Test Upgrade: Build your AI agent test suite from real conversations

Test Upgrade: Build your AI agent test suite from real conversations

Test cases built from synthetic inputs drift from what customers actually do, and writing them one by one is slow. Once written, they can only run against the environment they were built for, so validating across development, staging, and production means duplicating work. When a test fails, a pass/fail result tells you something broke but not where to look. And as test sets grow, they become harder to manage without a way to tag, group, or run individual cases.

The mismatch between your test sets and production reality is where trust in test results erodes.

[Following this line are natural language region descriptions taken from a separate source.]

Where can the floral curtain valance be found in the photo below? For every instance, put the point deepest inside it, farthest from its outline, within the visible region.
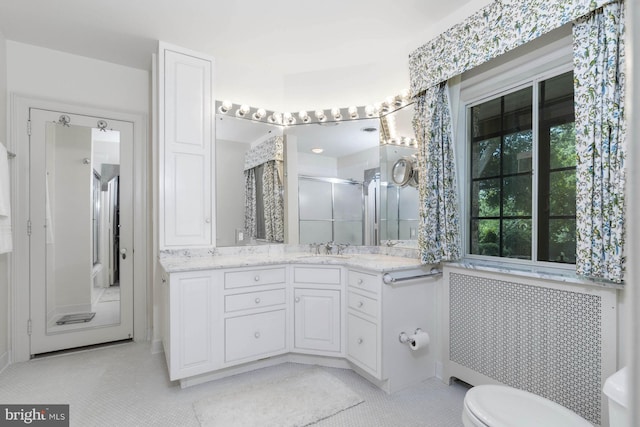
(496, 29)
(271, 149)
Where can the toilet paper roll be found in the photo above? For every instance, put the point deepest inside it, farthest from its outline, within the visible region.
(419, 340)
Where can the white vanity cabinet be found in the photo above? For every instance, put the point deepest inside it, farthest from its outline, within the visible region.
(185, 148)
(317, 310)
(364, 340)
(189, 311)
(255, 313)
(377, 314)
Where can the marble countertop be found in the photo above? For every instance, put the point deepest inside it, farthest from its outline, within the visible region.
(373, 262)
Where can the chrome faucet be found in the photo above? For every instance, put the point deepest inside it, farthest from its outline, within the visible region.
(341, 247)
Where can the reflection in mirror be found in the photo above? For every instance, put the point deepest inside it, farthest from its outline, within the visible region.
(399, 179)
(81, 201)
(249, 182)
(337, 167)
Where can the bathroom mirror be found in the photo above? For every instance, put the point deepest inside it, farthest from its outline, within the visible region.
(398, 179)
(341, 163)
(337, 169)
(235, 139)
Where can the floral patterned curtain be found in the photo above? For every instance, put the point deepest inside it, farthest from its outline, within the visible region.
(273, 191)
(497, 28)
(599, 76)
(250, 225)
(439, 227)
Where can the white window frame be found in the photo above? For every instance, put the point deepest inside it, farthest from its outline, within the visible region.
(511, 72)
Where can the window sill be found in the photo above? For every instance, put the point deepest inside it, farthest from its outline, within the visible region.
(536, 272)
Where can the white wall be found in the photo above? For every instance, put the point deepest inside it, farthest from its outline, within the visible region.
(4, 258)
(230, 190)
(51, 74)
(343, 87)
(244, 84)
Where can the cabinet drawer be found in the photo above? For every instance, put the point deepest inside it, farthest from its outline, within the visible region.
(255, 335)
(365, 282)
(326, 276)
(362, 344)
(252, 300)
(363, 304)
(263, 276)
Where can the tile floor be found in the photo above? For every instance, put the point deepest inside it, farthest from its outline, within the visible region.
(126, 385)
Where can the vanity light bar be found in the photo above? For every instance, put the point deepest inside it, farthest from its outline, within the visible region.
(334, 114)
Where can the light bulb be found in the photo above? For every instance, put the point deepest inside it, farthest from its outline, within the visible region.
(320, 116)
(259, 114)
(243, 110)
(369, 110)
(289, 119)
(225, 106)
(275, 118)
(304, 116)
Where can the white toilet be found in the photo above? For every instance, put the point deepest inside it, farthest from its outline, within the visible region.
(502, 406)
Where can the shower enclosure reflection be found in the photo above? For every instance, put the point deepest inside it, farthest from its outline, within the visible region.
(82, 226)
(336, 164)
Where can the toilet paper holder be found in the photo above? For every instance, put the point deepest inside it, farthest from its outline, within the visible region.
(406, 339)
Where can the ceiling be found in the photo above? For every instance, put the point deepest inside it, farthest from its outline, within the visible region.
(281, 35)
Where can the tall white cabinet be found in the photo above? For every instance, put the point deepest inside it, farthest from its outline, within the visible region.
(185, 148)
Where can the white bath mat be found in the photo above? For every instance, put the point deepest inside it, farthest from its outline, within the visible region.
(294, 401)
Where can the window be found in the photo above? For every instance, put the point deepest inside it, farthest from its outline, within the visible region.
(519, 210)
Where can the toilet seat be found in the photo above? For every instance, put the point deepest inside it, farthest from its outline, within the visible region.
(502, 406)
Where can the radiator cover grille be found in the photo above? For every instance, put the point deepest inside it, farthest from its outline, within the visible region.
(543, 340)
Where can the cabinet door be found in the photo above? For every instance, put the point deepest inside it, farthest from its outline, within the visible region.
(185, 154)
(317, 321)
(191, 319)
(362, 344)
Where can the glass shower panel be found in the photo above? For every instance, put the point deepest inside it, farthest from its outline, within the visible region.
(315, 231)
(407, 213)
(348, 203)
(348, 232)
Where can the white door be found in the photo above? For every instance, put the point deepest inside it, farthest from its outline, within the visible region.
(81, 230)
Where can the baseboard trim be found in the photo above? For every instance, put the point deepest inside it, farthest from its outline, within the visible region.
(157, 347)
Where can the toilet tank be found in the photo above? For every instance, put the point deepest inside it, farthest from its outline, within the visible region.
(617, 391)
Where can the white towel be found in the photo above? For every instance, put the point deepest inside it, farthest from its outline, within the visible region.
(6, 242)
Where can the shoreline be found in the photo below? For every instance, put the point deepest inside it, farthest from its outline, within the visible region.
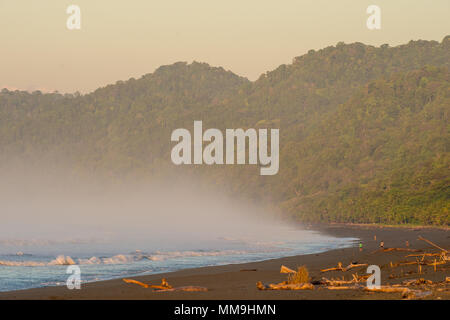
(238, 281)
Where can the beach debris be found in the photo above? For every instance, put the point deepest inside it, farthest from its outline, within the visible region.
(296, 280)
(338, 268)
(136, 282)
(299, 276)
(165, 286)
(185, 288)
(419, 281)
(341, 268)
(285, 269)
(284, 286)
(388, 289)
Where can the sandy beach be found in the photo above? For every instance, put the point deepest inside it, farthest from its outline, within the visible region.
(238, 281)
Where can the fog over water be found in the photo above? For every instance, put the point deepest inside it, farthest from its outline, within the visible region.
(52, 220)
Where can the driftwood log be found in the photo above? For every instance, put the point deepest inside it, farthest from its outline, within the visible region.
(284, 286)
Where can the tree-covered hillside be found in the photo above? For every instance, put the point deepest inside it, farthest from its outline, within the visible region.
(364, 134)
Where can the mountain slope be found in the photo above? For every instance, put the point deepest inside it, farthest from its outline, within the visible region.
(364, 130)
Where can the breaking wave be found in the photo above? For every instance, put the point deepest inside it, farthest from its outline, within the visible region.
(123, 258)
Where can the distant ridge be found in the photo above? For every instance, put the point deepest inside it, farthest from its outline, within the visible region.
(364, 130)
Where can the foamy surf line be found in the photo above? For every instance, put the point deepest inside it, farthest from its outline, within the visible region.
(26, 271)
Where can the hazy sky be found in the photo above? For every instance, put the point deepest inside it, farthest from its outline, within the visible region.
(120, 39)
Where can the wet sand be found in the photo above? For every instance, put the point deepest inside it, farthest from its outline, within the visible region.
(238, 281)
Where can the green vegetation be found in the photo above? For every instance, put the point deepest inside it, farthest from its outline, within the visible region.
(364, 130)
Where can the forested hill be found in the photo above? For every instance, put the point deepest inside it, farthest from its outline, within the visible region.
(364, 130)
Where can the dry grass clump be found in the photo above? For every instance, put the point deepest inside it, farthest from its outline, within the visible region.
(301, 276)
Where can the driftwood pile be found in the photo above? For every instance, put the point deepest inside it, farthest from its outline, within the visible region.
(165, 286)
(409, 289)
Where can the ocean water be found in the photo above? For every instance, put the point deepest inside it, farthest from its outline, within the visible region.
(31, 263)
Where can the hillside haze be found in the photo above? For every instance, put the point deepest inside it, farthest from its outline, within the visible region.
(364, 131)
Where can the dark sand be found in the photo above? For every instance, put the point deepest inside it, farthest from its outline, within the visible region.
(231, 282)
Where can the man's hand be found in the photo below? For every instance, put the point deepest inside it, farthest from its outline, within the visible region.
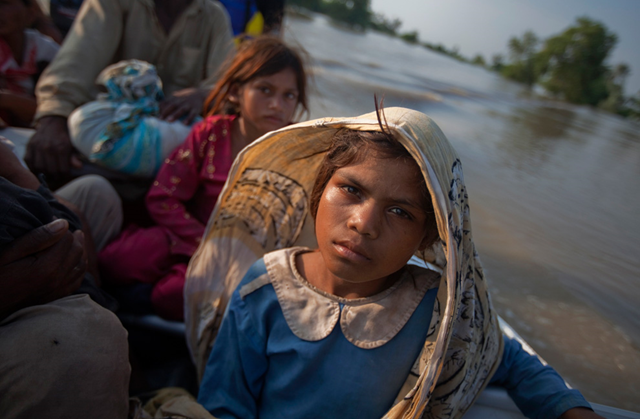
(50, 150)
(185, 103)
(45, 264)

Test Upgrade closes the gap between the test cases you maintain and the agent behavior you actually care about — with bulk creation from real conversations, cross-environment portability, and failure analysis that gives you a starting point, not just a result.

Test result details

How it works

  • Bulk test case creation from conversations: Select multiple conversations directly from the Conversation list and convert them to test cases in a single action.
  • AI-generated test cases from conversation IDs: When creating a new test case, choose “User conversation” as the source, enter a Conversation ID, and click Generate. The AI analyzes the conversation and pre-fills all test materials, so you're refining a concrete starting point rather than building from scratch.
  • Labels, bulk selection, and single run: Tag test cases with labels for grouping and filtering. Multi-select cases for batch operations. Run any single case with one click directly from the list, without setting up a full test run.
  • Cross-environment test set sharing: A test set now runs against any environment (development, staging, or production) without duplication. Create once, validate everywhere. Scheduled runs and results display which environment was used.
  • Failure analysis for test sets: When a run contains failures, an AI-generated summary explains what went wrong across failed cases, giving you a starting point for debugging without inspecting each result individually.

Important notes

  • Message Match removed: The Message Match test type is no longer available. Existing Message Match test cases will not be accessible. All testing now uses Conversation Check.
  • Re-run to establish baseline: The evaluation logic has been upgraded, We recommend to re-run your test sets after the update to establish a new baseline. Tests that previously passed may surface different results if prior results were unreliable.

Test Upgrade is part of Trust OS, giving teams a test suite that stays grounded in real customer behavior, runs across any environment, and surfaces failures with enough context to act on.